But a Storm is Blowing From Paradise emerges at a time when science is discovering more and more about the mystical particles that make up our universe and our bodies. From tidal forces and prairie burns to ruminations on racial identity while standing at the foot of Mount Rushmore, these poems chart a travelogue through mental and physical landscapes and suggest that place, time, love, and bodies are all shifts in the “undulate cosmos.” Straddling the lyrical and experimental, these poems conjure and connect the cosmological, the carnal, and the personal in a country—and a universe—that is gobbling itself into oblivion. But a Storm is Blowing From Paradise is in love with the universe of language—its forms, its sounds, and even its static.
In poet Lillian-Yvonne Bertram’s debut collection But a Storm is Blowing From Paradise (Red Hen Press, 2012), the diction is daring, the voice muscular. In “Why I Want To Be A Tow Truck Driver,” she writes,
See the snowclouds thrusting over the range like a cough, a hard-packed fist? This is how I come. Free of disguise. Because life is hard but also crisp and literary…
In “Circles in the Sky” the throat is “my throat zone/ of avoidance buffaloing the sky above…” and crossing one of the Dakotas by automobile becomes a cosmic trip “the way cross/country/has always/been/lugnnutted/ to a wheel carto-/graphic”.
It’s rare to read poetry that is this experiential, visceral and somehow transcendent at the same time. In three sections Bertram runs her electric fingers as if over the braille of American life as varied as wildlife (coyotes, elk), the natural sciences (inter-galactic formulas, weather patterns—in both a glass globe as well as “the model solar system, [in which] planets suspend & twirl/as if from a spider’s whirl.”), as varied as “blankets sewn/with thinning economic plans and called them/shawls…” as well as the body, including in one of the more memorable poems, the laboratory heart sans blood:
[…] Bisect the heart.
Hold each half in hand as a common coconut. Bang it together. Rhythm of your own choosing.
These are poems that have an urgency and lust for language, poems that feel like they’re vibrating at high speed over rumble strips on the side of the highway—poems about to go off-road. Some of them actually do, regrettably, heady innovation turned to gimmick and mimicry. (Her “Hinterland Ham Radio Signals” comes to mind.) But this is a prodigious talent to sit up and take notice of and over-reaching of this forgivable kind is inevitable.
Not only is Bertram’s language here fresh, nuanced, full of hard light but the content is expansive. Titles of the poems give you a hint of that landscape, literal as in “Giclee Self-Portrait With Mount Rushmore” to the figurative as in “Rex Mundi, or, Watching My Father Paint What He Knows of the Horizon.” References to and “glosses” on the work of other poets and writers as well as to the singer-songwriter Josh Ritter abound.

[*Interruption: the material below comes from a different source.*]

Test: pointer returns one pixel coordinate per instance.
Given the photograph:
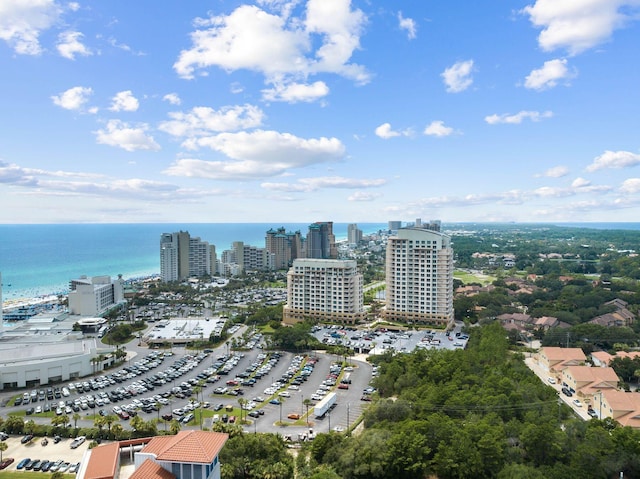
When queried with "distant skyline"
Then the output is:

But always the images return to the concrete, blood-engorged and, at times, to the realm of social (in)justice “a car full of boys yells/nigger piglet at the girl walking home/from the late shift at taco bell….” And yet even in this poem, titled “Moon Illusion Ecologue” the harsh racism, violence–even the portentous presence of cops “in the unlit corner//of a parking lot”–the poem has a pastoral loveliness to it that belies its content: “…everything we see goldens//before we die—a perfect picture: someone’s mother,/someone’s daughter, a ruddy moon/tacked above a building necked with vines….”
Bertram is full of contradictions and confessions in But a Storm is Blowing From Paradise. The effect it has on the reader is to crane the neck for the next gem underscored as it is by the poet’s uncanny ability simultaneously to expand galactic-ally while collapsing in on neurons, the American prairie, the four chambers of an antiseptic heart. A storm indeed.
[this review initially ran in 15 Bytes Magazine, Oct. 2013.]
This one was a great purchase since its many layers and complexities make it something I'll want to read more than once. "O thuggish awakening!" There is a true sense here of the American obsession with being "On the Road" and "Into the Wild" and yet at the same time stuck in the middle "in desperate need for desperate need." Deer in lights imgaery abound in the best possible way and leap out at frighteningly poignant moments to judge us. My favorite line: "I see the sun and the road for what they are--outbursts of slutty and grey."